El director y pianista se presentó este fin de semana en el Teatro Colón con un homenaje a Ginastera y a Salgán y, ayer, a cuatro manos y a dos pianos, actuó junto a Martha Argerich.
Vía: www.larazon.com.ar | Por Paula Conde
El Teatro Colón viene de tres días intensos. En el marco del Festival Barenboim de Música y Reflexión 2016, Daniel Barenboim se presentó el viernes y el sábado en calidad de director de orquesta -de su orquesta, la West-Eastern Divan (WEDO)- y, ayer, como pianista junto a otra talentosa de las teclas, Martha Argerich. El programa incluyó un homenaje a los compositores argentinos Alberto Ginastera y Horacio Salgán en el centenario de sus nacimientos y, ayer, a cuatro manos y a dos pianos, los músicos deslumbraron con obras de Mozart, Liszt y Brahms.

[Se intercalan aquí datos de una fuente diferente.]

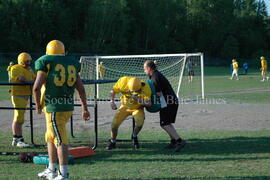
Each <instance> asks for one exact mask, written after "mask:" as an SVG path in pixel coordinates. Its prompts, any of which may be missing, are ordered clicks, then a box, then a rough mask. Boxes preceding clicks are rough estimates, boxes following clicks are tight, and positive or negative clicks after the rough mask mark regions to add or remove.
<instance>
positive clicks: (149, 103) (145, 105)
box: [138, 98, 152, 107]
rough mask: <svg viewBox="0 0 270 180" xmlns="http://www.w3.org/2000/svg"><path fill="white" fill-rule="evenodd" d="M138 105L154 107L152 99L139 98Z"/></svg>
mask: <svg viewBox="0 0 270 180" xmlns="http://www.w3.org/2000/svg"><path fill="white" fill-rule="evenodd" d="M138 104H140V105H142V106H145V107H150V106H152V103H151V101H150V98H138Z"/></svg>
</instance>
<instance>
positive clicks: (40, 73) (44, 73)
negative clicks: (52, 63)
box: [33, 71, 46, 114]
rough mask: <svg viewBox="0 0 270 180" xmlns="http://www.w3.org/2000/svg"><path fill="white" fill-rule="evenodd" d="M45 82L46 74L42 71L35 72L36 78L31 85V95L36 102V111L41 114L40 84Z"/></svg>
mask: <svg viewBox="0 0 270 180" xmlns="http://www.w3.org/2000/svg"><path fill="white" fill-rule="evenodd" d="M45 82H46V75H45V73H44V72H43V71H38V72H37V78H36V81H35V83H34V86H33V95H34V99H35V103H36V111H37V113H38V114H41V109H42V107H41V102H40V99H41V86H42V85H43V84H44V83H45Z"/></svg>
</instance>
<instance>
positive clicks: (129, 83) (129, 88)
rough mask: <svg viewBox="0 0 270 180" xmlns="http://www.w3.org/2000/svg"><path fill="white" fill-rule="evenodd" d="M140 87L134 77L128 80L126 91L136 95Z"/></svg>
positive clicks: (136, 79)
mask: <svg viewBox="0 0 270 180" xmlns="http://www.w3.org/2000/svg"><path fill="white" fill-rule="evenodd" d="M141 87H142V85H141V80H140V79H138V78H136V77H132V78H130V79H129V81H128V89H129V92H130V93H137V92H138V91H139V90H140V89H141Z"/></svg>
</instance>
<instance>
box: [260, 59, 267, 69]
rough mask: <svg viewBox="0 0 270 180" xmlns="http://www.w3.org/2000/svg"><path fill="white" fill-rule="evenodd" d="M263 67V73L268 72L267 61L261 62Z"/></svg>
mask: <svg viewBox="0 0 270 180" xmlns="http://www.w3.org/2000/svg"><path fill="white" fill-rule="evenodd" d="M261 65H262V71H266V70H267V61H266V60H265V59H264V60H261Z"/></svg>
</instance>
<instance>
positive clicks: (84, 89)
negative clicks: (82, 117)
mask: <svg viewBox="0 0 270 180" xmlns="http://www.w3.org/2000/svg"><path fill="white" fill-rule="evenodd" d="M75 88H76V89H77V91H78V92H79V95H80V101H81V104H82V117H83V119H84V120H86V121H87V120H89V119H90V113H89V111H88V108H87V103H86V93H85V89H84V86H83V83H82V80H81V78H80V76H79V75H78V78H77V80H76V82H75Z"/></svg>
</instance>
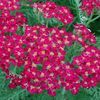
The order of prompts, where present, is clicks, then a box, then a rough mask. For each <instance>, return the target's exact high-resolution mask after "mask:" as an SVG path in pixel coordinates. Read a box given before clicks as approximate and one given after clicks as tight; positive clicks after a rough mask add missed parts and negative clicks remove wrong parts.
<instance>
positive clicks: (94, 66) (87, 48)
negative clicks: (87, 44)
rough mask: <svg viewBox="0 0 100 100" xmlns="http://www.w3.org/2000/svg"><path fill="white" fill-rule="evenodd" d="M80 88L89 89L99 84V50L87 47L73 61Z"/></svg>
mask: <svg viewBox="0 0 100 100" xmlns="http://www.w3.org/2000/svg"><path fill="white" fill-rule="evenodd" d="M73 64H74V65H75V66H76V73H77V75H79V77H80V82H81V86H82V87H83V88H90V87H93V86H96V85H97V83H98V82H100V49H97V48H96V47H93V46H89V47H88V48H86V49H85V50H84V51H83V52H82V54H81V55H80V56H77V57H75V58H74V60H73Z"/></svg>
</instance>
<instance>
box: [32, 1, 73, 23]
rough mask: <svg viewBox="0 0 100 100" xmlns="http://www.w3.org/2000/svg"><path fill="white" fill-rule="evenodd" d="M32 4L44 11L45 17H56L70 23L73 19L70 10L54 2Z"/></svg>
mask: <svg viewBox="0 0 100 100" xmlns="http://www.w3.org/2000/svg"><path fill="white" fill-rule="evenodd" d="M32 6H33V8H37V9H38V10H39V11H40V12H42V13H43V15H44V17H45V18H56V19H58V20H59V21H61V22H62V23H63V24H70V23H71V22H72V21H73V15H72V14H71V12H70V10H69V9H68V8H67V7H64V6H58V5H56V4H55V3H54V2H46V3H35V4H33V5H32Z"/></svg>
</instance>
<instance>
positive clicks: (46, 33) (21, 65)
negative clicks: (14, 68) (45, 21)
mask: <svg viewBox="0 0 100 100" xmlns="http://www.w3.org/2000/svg"><path fill="white" fill-rule="evenodd" d="M0 38H1V39H0V44H1V46H0V49H1V50H0V56H1V59H0V67H1V68H2V70H3V71H5V72H6V73H8V75H9V73H10V72H9V67H10V66H11V65H14V66H18V67H20V66H24V71H23V72H22V73H23V74H22V76H21V78H20V82H21V83H20V85H21V86H22V87H23V88H25V89H28V91H30V92H31V93H38V92H42V91H43V90H48V92H50V93H49V94H52V95H54V94H53V93H55V91H56V89H58V88H60V83H59V80H58V79H59V77H60V73H61V69H62V70H64V69H63V67H64V66H66V65H64V63H65V62H64V60H65V54H66V52H65V50H64V48H65V46H67V45H71V44H72V41H74V38H73V35H72V34H71V33H67V32H66V31H65V30H63V29H62V30H59V29H57V28H47V27H45V26H34V27H31V26H28V25H27V26H26V28H25V33H24V35H23V36H20V35H17V34H12V35H11V36H9V35H7V36H5V35H2V36H1V37H0ZM39 66H41V67H42V69H41V70H39V69H38V67H39ZM16 82H17V83H16ZM18 82H19V80H18V81H17V79H16V78H15V79H13V80H12V83H11V84H10V87H14V86H17V85H19V84H18Z"/></svg>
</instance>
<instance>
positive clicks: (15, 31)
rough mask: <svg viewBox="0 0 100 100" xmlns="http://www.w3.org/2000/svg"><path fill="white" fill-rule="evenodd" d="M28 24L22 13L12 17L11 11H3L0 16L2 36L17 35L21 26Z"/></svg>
mask: <svg viewBox="0 0 100 100" xmlns="http://www.w3.org/2000/svg"><path fill="white" fill-rule="evenodd" d="M25 22H26V18H25V17H24V15H23V14H22V13H16V15H11V14H10V12H9V11H3V12H2V14H1V16H0V30H1V31H0V34H5V33H8V32H10V33H15V32H16V31H17V29H18V27H19V26H22V25H23V24H24V23H25Z"/></svg>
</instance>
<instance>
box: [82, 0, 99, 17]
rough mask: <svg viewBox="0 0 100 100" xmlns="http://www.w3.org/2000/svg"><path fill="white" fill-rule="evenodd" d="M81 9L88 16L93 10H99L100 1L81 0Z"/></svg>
mask: <svg viewBox="0 0 100 100" xmlns="http://www.w3.org/2000/svg"><path fill="white" fill-rule="evenodd" d="M81 8H82V10H83V11H86V12H87V14H89V15H90V14H91V13H92V12H93V10H94V9H98V8H99V9H100V0H82V6H81Z"/></svg>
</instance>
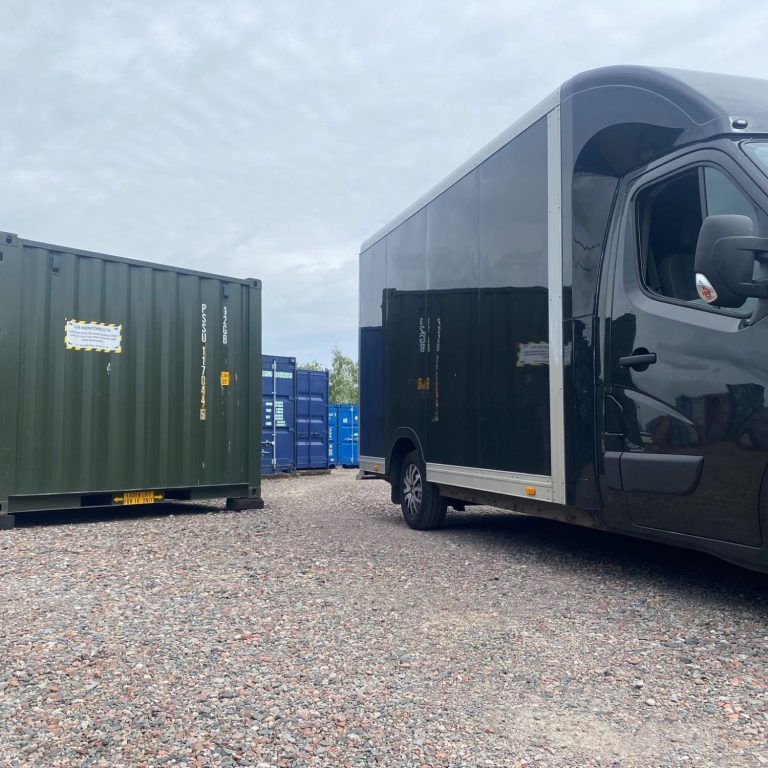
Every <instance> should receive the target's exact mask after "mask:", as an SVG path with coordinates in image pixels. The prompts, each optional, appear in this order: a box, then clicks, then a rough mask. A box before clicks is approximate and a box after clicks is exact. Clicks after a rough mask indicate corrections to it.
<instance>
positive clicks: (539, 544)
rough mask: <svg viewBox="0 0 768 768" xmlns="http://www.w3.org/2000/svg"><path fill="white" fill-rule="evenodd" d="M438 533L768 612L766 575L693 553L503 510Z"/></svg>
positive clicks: (469, 545)
mask: <svg viewBox="0 0 768 768" xmlns="http://www.w3.org/2000/svg"><path fill="white" fill-rule="evenodd" d="M437 533H438V534H440V535H443V536H446V537H450V538H452V539H454V540H458V541H464V542H465V544H464V546H472V544H474V543H476V544H477V545H479V546H482V547H484V548H486V547H493V548H500V549H503V550H504V551H505V552H507V553H508V554H509V555H510V557H515V558H517V557H519V556H521V555H522V556H524V557H526V558H532V559H534V560H540V561H541V562H542V563H553V564H556V565H557V567H558V568H569V569H572V570H574V571H579V572H581V571H590V572H593V573H594V572H595V571H597V572H599V573H600V574H601V575H602V576H604V577H606V578H611V577H616V578H622V579H625V580H627V581H628V583H631V582H634V583H635V584H634V586H638V583H639V585H641V586H643V587H644V588H648V587H649V586H653V587H654V588H662V589H668V590H672V591H680V592H684V593H685V594H686V595H695V596H696V598H697V599H699V598H701V599H704V600H707V599H709V600H712V601H714V602H718V603H721V602H722V601H723V600H727V601H734V602H735V603H738V604H740V605H742V606H745V607H746V606H751V607H752V608H755V609H758V610H760V611H761V612H763V613H768V573H758V572H756V571H750V570H747V569H746V568H743V567H740V566H738V565H734V564H732V563H728V562H726V561H724V560H720V559H718V558H716V557H714V556H712V555H708V554H705V553H703V552H697V551H695V550H691V549H684V548H682V547H675V546H671V545H669V544H660V543H657V542H653V541H647V540H645V539H637V538H634V537H632V536H626V535H622V534H618V533H607V532H605V531H598V530H594V529H591V528H582V527H579V526H575V525H568V524H566V523H560V522H557V521H554V520H546V519H543V518H537V517H527V516H524V515H515V514H510V513H504V512H499V513H493V514H482V513H481V514H472V513H457V512H451V513H449V514H448V516H447V517H446V520H445V524H444V526H443V528H442V529H441V530H440V531H438V532H437Z"/></svg>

En la tercera edición del Festival que lleva su nombre, Barenboim no podía dejar de homenajear a dos compositores que él asegura conocer “muy bien”. Este año, se cumplen cien años del nacimiento de Ginastera, fallecido en 1983, y de Salgán, quien cumplió los cien el pasado 15 de junio y, aunque estaba invitado al homenaje, es comprensible su ausencia en el Colón.
El tributo del sábado a Ginastera, uno de los compositores más destacados del siglo XX en América Latina, tiene como violinista principal al “otro Barenboim”: Michael, el hijo de Daniel, tiene en sus cuerdas el comienzo del “Concierto para violín y orquesta, Op. 30”. Solo, en el centro del escenario, frente a una platea que no deja de toser, arranca el concierto con la orquesta aún estática, con papá que lo mira de reojo y con una partitura que sigue a través de una pequeña pantalla, porque la tecnología también llegó a las tablas. Después, sí, se suma la orquesta, con un Barenboim que le cede su cuerpo a las notas musicales y entonces el escenario vive una progresiva transformación: la del cuerpo del maestro de 74 años en pura música. Pone la piel de gallina, pero esa persona que se mueve a la perfección según los sonidos que producen sus músicos es, simplemente, la música misma.
Hasta le sobra talento y picardía al director para regañar al público, cuando, a poco de terminar el concierto dedicado a Ginastera, en uno de los breves silencios que forman parte de la obra, los espectadores se ponen a toser al unísono, como si fuera la última oportunidad de limpiar la garganta, como si el silencio incomodara y hubiera que llenarlo con algún ruido -amplificado por la acústica perfecta de la sala-, toses y más toses, un coro de toses, una sinfonía de toses, resume una jovencita en la platea, y entonces a Barenboim no le queda otra que responder: el maestro, que siempre está de espaldas al público y de frente a su orquesta, se da vuelta, saca un pañuelito blanco y se lo lleva a la boca una, dos, tres, cuatro veces. El público se ríe y aplaude el gesto irónico del director, quien, con el concierto brevemente interrumpido, habla por primera vez: “Ahora, voy a retomar los últimos dos compases del segundo movimiento, que son demasiado piano para las toses que están en mezzoforte ”. Touché.
Llega el intervalo, el momento de toser, ahora sí, y de acomodar el escenario para la segunda parte del programa: el homenaje al compositor, pianista y uno de los máximos referentes del tango Horacio Salgán. ¿Por qué ponen un piano y cuatro sillas? Como en un recital de rock, Barenboim también tiene sus invitados. Se trata del Quinteto Real, con César Salgán, el hijo de Horacio, al piano. Carismático y alegre, el Quinteto se lleva la ovación después de interpretar tres clásicos: “Recuerdo”, “Canaro en París” y “El amanecer”.
Vuelve la orquesta a cumplir con el repertorio prometido y a tocar “Don Agustín Bardi”, “Aquellos tangos camperos” y el infaltable “A fuego lento”. En el cierre y, antes de la cariñosa despedida a esa maravillosa orquesta creada por Barenboim y el filósofo Edward Said en 1999 (para reunir a músicos palestinos, árabes e israelíes con el fin de promover la paz en Medio Oriente) llega “El firulete”.